DNA by its nature we know is still a very complex study. Another startling discovery has been made by researchers as they have found clues about aging from chromosome caps. Chronic pain and anxiety may prematurely age our DNA. When we think of the DNA that makes up our chromosomes, we usually focus on our genes.
But at the end of every chromosome in our body lies a long chain of repetitive DNA called a telomere, which acts as a protective cap. As we age, these caps get shorter. Now studies find that chronic pain and phobic anxiety are linked with shorter telomeres, which suggests that sufferers of these ailments may be aging prematurely and points to ways to reverse that process.
Time naturally shortens telomeres because whenever a cell divides, a portion of the telomere is not replicated. But telomere length can be reduced by other stressors, too, including depression, trauma and obesity. A recent Harvard University study adds anxiety to the list. People with high phobic anxiety, such as that characteristic of panic disorder and agoraphobia, had shorter telomeres, according to the paper published in PLOS ONE. Shortened telomeres have been observed in several types of cancer, coronary heart disease, hypertension, diabetes and arthritis. Thus, telomeres offer insights into an individual’s cumulative exposure to and ability to cope with stress—a measure of biological rather than chronological age, says Afton Hassett, a principal investigator at the University of Michigan’s Chronic Pain and Fatigue.

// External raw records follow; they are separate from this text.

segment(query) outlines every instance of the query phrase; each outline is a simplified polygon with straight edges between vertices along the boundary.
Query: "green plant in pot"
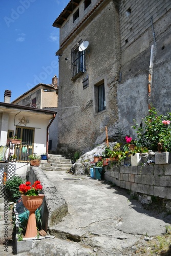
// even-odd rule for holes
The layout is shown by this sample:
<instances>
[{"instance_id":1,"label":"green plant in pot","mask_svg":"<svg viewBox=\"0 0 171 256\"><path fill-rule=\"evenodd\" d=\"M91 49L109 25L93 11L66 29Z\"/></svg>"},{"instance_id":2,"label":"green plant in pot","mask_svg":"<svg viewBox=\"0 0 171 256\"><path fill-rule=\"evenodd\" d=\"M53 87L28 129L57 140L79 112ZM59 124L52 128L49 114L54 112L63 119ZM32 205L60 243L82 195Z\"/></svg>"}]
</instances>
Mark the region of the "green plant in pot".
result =
<instances>
[{"instance_id":1,"label":"green plant in pot","mask_svg":"<svg viewBox=\"0 0 171 256\"><path fill-rule=\"evenodd\" d=\"M40 156L37 155L36 153L30 155L29 156L29 159L30 160L30 165L35 166L39 165Z\"/></svg>"},{"instance_id":2,"label":"green plant in pot","mask_svg":"<svg viewBox=\"0 0 171 256\"><path fill-rule=\"evenodd\" d=\"M170 152L170 112L159 115L156 109L152 107L148 114L142 119L140 124L135 121L132 127L136 130L138 141L141 146L156 152L158 151L158 144L160 143L162 151Z\"/></svg>"}]
</instances>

According to Hassett, Accelerated telomere shortening can signal vulnerability to disease, premature aging or even death In a study co-authored by Hassett that appeared in the October 2012 issue of the Journal of Pain, higher levels of chronic pain in women with fibromyalgia were strongly associated with shortened telomeres. In addition, participants with shorter telomeres had increased pain sensitivity and decreased gray matter volume in pain-processing areas of the brain. Fibromyalgia patients with high levels of both depression and pain had telomeres that looked approximately six years older than those of patients who had lower levels of depression and pain.
Researchers do not know whether the stress of living with chronic pain caused telomere shortening or whether telomere shortening, caused by other factors, made the participants more sensitive to pain. “Our feeling is that both possibilities are likely at work,” Hassett says. “Either way, our findings suggest that chronic pain is a more serious condition than is often presumed, with consequences extending into health and longevity.”
This new fact still requires more deep study of DNA and we are sure more mysteries are sure to be resolved.